Nutanix brings peace of mind to IT professionals in this predicament by doing away with the SAN altogether. It puts storage back where it belongs, directly on the vSphere host where it is fast and scalable and can grow predictably alongside vSphere expansion plans.
"The value in the Nutanix Complete Cluster and NDFS for managing VMs is so simple, we can walk a customer through it within thirty minutes and the customer is ready to go, with great performance at any scale. You don’t need a SAN expert to do your job or manage growth," said David Able, principal at GreenPages Technology Solutions, a Platinum Nutanix channel reseller.
Nutanix harnesses the same distributed system techniques that power webscale clouds such as Google, Amazon, and LinkedIn clouds into an enterprise package that starts out as a high-density 2U datacenter. NDFS amplifies the power of Fusion-io to the realm of enterprise virtualization by combining Google-like performance, localized storage, and distributed redundancy via fast Arista Networks, Inc.‘s 10GbE top-of-rack switches. Nutanix ships with four industry-standard x86 servers bundled with VMware’s hypervisor in a 2U, 75-lb., SAN-less server appliance.
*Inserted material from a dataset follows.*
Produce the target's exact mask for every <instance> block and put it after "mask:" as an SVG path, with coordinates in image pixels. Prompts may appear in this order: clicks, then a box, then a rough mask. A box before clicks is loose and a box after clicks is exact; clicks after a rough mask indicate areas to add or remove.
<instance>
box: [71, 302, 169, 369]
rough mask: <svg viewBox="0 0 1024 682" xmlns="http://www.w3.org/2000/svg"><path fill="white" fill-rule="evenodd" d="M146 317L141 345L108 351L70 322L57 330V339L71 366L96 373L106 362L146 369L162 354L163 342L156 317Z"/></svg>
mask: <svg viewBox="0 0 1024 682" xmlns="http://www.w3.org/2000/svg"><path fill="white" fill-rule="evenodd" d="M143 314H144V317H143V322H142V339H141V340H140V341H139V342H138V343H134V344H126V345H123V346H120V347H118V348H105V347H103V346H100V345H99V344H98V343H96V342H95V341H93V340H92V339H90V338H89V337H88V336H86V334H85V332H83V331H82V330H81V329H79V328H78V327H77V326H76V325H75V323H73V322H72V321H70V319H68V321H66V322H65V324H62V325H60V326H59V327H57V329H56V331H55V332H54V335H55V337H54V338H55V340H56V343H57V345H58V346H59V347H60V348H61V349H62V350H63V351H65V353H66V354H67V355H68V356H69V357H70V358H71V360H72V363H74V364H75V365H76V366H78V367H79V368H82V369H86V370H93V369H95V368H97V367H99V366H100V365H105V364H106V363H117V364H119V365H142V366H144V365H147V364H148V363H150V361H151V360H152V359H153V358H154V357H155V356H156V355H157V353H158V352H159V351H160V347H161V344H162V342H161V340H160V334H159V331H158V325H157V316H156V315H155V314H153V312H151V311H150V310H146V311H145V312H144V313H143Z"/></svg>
"SANs haven’t lived up to their promise. SANs also leave application, database, and system administrators at the mercy of storage administrators for all their storage-related need… the possibility of bypassing SAN architectures for a fundamentally cheaper and simpler alternative is in the offing," wrote Andrew Reichman, principal analyst at Forrester Research in a 2008 report (Do You Really Need A SAN Anymore?, Forrester Research, Inc., December 4, 2008.)